Somebody somewhere in the plane was eating something smellier than airport pastrami. Bryce was forcibly reminded of the modern fable about the Stinky Cheese Man. You’d think whoever was chowing down would have more regard for everyone else trapped in the flying cigar with him. But no.

And even that minimal regard might be too much to hope for. Going with a cop’s daughter and getting to know the cop himself had made Bryce look at his fellow humans with a freshly jaundiced eye. Getting dumped by Vanessa hadn’t done anything to improve his attitude, either.

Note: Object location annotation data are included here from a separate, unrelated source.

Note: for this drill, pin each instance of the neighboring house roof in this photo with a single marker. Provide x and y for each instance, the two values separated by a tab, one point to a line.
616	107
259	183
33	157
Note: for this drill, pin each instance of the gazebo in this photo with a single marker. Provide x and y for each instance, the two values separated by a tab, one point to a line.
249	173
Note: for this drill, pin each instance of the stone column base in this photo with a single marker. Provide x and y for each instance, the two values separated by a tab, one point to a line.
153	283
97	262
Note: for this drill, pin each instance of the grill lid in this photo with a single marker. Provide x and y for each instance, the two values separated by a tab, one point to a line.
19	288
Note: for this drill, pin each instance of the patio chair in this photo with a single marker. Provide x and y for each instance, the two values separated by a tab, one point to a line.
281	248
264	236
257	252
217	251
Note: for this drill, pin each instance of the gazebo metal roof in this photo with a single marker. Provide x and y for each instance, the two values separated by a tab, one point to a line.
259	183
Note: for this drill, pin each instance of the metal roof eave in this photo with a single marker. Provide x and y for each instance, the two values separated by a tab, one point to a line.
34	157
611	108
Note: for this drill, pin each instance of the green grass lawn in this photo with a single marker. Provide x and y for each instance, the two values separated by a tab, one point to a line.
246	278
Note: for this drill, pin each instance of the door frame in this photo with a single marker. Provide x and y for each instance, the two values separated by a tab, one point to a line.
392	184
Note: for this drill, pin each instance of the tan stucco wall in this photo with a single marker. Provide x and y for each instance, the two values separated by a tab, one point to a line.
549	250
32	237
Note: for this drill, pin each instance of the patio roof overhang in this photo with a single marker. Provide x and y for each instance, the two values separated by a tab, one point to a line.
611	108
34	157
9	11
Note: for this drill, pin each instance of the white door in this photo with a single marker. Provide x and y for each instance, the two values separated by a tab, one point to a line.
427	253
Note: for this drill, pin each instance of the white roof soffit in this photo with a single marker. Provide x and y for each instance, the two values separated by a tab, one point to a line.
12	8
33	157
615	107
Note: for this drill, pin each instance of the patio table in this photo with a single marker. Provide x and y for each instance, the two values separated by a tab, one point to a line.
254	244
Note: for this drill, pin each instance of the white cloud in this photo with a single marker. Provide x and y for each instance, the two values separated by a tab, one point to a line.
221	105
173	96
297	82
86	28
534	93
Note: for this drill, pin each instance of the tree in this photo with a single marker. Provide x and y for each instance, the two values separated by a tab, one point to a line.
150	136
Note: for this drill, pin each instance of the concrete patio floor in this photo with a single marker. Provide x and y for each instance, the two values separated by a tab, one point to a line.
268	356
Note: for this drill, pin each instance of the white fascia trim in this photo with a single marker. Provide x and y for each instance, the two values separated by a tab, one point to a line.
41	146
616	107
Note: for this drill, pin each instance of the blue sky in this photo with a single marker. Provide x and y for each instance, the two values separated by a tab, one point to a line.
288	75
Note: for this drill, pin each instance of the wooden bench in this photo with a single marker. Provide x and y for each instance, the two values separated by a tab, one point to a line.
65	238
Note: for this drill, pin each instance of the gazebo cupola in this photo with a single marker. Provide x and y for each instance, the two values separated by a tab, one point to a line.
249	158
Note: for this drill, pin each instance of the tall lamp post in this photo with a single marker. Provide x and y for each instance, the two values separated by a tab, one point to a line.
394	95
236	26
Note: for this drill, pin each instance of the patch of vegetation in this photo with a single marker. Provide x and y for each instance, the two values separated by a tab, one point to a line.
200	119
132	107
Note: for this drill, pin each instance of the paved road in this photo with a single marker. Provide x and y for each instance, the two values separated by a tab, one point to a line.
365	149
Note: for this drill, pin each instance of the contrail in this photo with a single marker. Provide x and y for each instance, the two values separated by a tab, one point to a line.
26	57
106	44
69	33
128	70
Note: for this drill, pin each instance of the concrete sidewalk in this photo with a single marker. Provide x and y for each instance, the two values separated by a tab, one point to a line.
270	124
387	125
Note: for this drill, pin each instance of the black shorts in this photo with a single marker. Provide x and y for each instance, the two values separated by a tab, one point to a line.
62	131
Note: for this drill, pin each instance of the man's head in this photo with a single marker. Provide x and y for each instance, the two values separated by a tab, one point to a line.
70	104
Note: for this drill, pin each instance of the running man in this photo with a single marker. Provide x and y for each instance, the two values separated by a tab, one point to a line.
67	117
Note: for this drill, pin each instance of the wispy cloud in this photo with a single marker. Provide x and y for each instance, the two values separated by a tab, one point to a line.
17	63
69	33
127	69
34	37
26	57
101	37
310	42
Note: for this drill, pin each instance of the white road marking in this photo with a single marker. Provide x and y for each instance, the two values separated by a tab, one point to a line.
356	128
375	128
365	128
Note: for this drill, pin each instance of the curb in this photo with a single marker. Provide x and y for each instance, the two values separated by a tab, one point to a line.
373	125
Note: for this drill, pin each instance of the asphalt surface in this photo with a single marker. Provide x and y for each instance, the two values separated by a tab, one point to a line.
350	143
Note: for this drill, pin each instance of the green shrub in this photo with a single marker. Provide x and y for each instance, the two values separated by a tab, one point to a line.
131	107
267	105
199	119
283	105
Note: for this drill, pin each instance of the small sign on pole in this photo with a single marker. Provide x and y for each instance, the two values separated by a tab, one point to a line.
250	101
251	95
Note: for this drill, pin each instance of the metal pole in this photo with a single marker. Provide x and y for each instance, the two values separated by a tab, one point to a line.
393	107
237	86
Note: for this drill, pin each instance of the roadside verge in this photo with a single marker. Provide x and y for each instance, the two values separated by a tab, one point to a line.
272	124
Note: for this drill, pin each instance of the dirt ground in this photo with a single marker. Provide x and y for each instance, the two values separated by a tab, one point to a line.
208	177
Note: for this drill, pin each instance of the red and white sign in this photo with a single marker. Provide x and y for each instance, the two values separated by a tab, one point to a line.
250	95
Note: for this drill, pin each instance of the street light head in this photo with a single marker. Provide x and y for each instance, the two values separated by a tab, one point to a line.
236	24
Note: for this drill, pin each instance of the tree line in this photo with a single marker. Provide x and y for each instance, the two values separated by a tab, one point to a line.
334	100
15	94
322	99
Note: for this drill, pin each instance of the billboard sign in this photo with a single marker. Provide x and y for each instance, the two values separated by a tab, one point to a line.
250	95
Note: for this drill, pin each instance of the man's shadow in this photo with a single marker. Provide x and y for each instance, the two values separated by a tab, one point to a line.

He took a bite from the sandwich in self-defense. While he chewed, he looked down out the window: about seven miles down. The landscape was flat and green and gold, and laid out in geometric patterns. The Midwest, from on high.

It wasn’t great pastrami. No way you’d find great pastrami at an airport sandwich shop. But it wasn’t lousy pastrami-all fat and peppercorns-either. And the cookie honest to God was pretty good. It made a better lunch than American would have given him once upon a time-but also a more expensive one.

Bryce slammed the tray into place again. Let the bitch who’d shoved her seat way back feel it. After one more look at the fields far below, he leaned against the bulkhead and tried to sleep.

He’d just dozed off when… “This is the captain speaking.” Bryce’s eyes jerked open. He was surprised he didn’t bleed out through them. The airline’s customer-prevention program was going full blast.

Or so he thought till he saw one of the flight attendants. She looked pale and stunned, like the gal he knew who’d flunked her orals.

“This is the captain,” the slightly Southern voice repeated. “We’ve just got word of… an emergency ahead. We are not going to be able to continue to Los Angeles. We will have to turn around and head back towards O’Hare. I am very sorry for the inconvenience, but this is unavoidable. I don’t know yet whether we’ll land in Chicago or somewhere between here and there. When I find out, be assured I will inform you pronto.”

The PA system crackled into silence at the same time as the cabin exploded into noise. An emergency ahead? What the hell was that supposed to mean? What would make them turn around and head for Chicago again? A replay of 9/11? That was the first thing Bryce thought of.

As the plane began to turn, the guy in the seat next to his fired up his iPhone. You weren’t supposed to do that in flight, but Bryce would have bet gold against gallstones his seatmate wasn’t the only one breaking the rules right now. People wanted to know what the hell was going on. If the pilot wouldn’t tell them, they’d find out for themselves.